Discussion in 'Goats' started by burfer, Jan 28, 2005.

  1. burfer

    burfer Well-Known Member

    Messages:
    73
    Joined:
    Jan 17, 2005
    Location:
    NC
    Well, we had our first twins born last evening. They were pre-mature and died!! I was so sad, this was off of our first goat! I hate to say it, she is not very attractive, sort of nappy, but she is special. Anyway, these were her first, is that normal? I know the kids coming early is not "normal", but does that happen to first time moms? :waa:
     
  2. Michael W. Smith

    Michael W. Smith Well-Known Member

    Messages:
    6,029
    Joined:
    Jun 2, 2002
    So sorry to hear about your loss. When I was new to goats and my only doe had kids, she had twins. When I found them, one was dead. I wondered if perhaps the wether that was in with her did something to kill it, but since then just figured it just didn't live for whatever reason, because I've never seperated the does and wethers and the kids are always fine. Never had any premature, so can't give any advice on that.

    (((((((( HUGS ))))))))))
     

  3. Milking Mom

    Milking Mom COTTON EYED DOES

    Messages:
    425
    Joined:
    Oct 2, 2004
    Location:
    Texas
    There can be several causes of late term abortion. Chlamydiosis is one of them. The abortion disease in sheep and goats is commonly referred to as enzootic or virus abortion. Chlamydial abortion in goats typically occurs in the last 2 months of pregnancy and especially in the last 2 weeks. Sometimes infected kids are delivered at term, either stillborn or alive but weak. The doe is usually not clinically ill, and the placenta is usually not retained. Do you have any of the placental tissue? You could have some tests run on it. Chlamydia psittaci is contagious to humans. During kidding or lambing season, pregnant women assisting with parturitions may become infected with the ruminant strain and abort. An influenza like syndrome also has occurred in men assisting lambing in infected flocks. One should always wear plastic gloves to limit exposure to all uterine fluids and when collecting fetuses or placentas for disposal or diagnostic evaluation. Pregnant women should avoid all contact with the herd during the parturition season.
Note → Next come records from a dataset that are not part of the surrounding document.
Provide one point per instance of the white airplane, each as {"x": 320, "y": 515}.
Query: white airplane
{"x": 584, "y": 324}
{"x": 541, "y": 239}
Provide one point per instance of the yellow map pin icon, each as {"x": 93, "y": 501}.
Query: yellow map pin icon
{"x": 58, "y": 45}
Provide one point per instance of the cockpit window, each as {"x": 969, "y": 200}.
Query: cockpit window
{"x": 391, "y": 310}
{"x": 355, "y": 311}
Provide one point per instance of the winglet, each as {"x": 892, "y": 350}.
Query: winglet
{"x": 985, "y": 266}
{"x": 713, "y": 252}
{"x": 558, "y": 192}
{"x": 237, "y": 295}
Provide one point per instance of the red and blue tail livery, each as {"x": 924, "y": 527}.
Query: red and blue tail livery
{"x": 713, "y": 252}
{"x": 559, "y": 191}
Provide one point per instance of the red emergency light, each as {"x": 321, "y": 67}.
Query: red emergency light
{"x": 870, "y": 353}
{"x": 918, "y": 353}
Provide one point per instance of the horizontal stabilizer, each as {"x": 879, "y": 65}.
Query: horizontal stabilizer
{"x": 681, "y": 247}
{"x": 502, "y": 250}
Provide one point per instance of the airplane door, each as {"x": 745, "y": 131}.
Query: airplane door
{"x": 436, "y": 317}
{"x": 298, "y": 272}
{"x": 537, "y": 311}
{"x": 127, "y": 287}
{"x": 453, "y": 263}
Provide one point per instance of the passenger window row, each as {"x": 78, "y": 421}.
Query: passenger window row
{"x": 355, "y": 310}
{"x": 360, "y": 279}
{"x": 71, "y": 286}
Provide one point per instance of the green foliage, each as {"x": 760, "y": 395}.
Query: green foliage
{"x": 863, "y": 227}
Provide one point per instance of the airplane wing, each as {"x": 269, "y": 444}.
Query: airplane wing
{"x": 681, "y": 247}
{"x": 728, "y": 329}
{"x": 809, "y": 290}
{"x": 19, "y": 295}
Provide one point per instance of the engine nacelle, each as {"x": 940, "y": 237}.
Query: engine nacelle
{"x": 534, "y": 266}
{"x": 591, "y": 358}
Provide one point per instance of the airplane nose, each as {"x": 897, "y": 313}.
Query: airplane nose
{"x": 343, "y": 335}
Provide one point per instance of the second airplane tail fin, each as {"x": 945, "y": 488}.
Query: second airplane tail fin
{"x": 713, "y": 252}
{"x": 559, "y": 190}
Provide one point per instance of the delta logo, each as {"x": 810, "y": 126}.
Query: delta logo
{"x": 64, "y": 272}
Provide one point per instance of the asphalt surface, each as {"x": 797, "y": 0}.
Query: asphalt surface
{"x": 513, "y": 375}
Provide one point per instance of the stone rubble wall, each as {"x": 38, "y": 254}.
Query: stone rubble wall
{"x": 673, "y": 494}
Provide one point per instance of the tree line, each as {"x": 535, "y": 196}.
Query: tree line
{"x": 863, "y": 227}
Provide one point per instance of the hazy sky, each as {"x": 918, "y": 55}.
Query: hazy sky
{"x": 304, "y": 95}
This is only one possible cause of late term abortion and you can only verify this by testing. I thought I would mention this just incase you may be pregnant or have a pregnant person who has come into contact with any uterine fluids. Being butted good and hard by another goat could cause the same thing. There are other things like Leptospirosis, Listeriosis, etc... Were the fetus malformed at all?
     
  4. susanne

    susanne Nubian dairy goat breeder

    Messages:
    4,465
    Joined:
    Nov 4, 2004
    Location:
    michigan
    i'm sorry for you. what a disapointment. one reason for abortion not mentioned here is mineral deficit. i don't think this is a normal thing for first time doe's.
    i also found this on goatword.com

    The goat is more susceptible to abortion than other species of domestic livestock. Most of the work relating to abortion in goats has been with the Angora (Van Heerden, 1963; Van Rensburg, 1971; Shelton and Groff, 1974), in which the problem is more severe. Infectious diseases such as brucellosis are also capable of causing abortion in goats (Alton, 1973). The fact that the goat is a corpus luteum-dependent species predisposes the animal to abort whenever there is an interference with a functional corpus luteum (Wentzel et al., 1975). A low level of abortion is common with the Angora under normal production conditions, but catastrophic losses sometimes occur. Most abortions occur in response to stress between 90 and 110 days of gestation. Undernutrition during the critical stage of rapid fetal development and competition for nutrients between fetal and maternal organisms appear to be one explanation. The incidence of abortion is reduced in flocks in which replacement does are fed for proper size and development prior to the first breeding season and during gestation (Shelton and Stewart, 1973).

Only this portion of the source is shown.